Freed was a DJ back when radio DJs were the most exciting, sought after occupation a teenager could dream of. By the time Freed was 25 – he was already living the life at WXEL in Cleveland. (Now home to the Rock ‘n Roll Hall of Fame)

In the early 50’s, Freed started breaking the rules, by playing R&B music for a white teenage audience. It was unheard of. That was black “ghetto” music. To get around the prejudices Freed told his audience he was playing something new called “rock ‘n roll.” The irony here is that the term Freed was using to make rhythm and blues more acceptable to a white audience was actually slang for “sex” in the black community. You gotta love the gonads this guy had. (He came up with the phrase after hearing an R&B song “The Sixty Minute Man” by The Dominoes.)
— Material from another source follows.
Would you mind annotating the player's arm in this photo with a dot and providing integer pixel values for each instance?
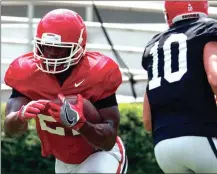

By 1954 Freed was DJing the #1 Radio show in New York City. He staged revues at the Brooklyn Paramount and appeared in a number of rock and roll movies. Unfortunately Freed was the epitome of the term “face for radio.” He had great ideas, a fantastic voice, but, already in his mid-thirties Freed looked at least ten years older. He looked completely out of place. Sadly, his career was destroyed by the payola scandal of the early sixties.

He died when he was only 43. Is it true? Only the good die young?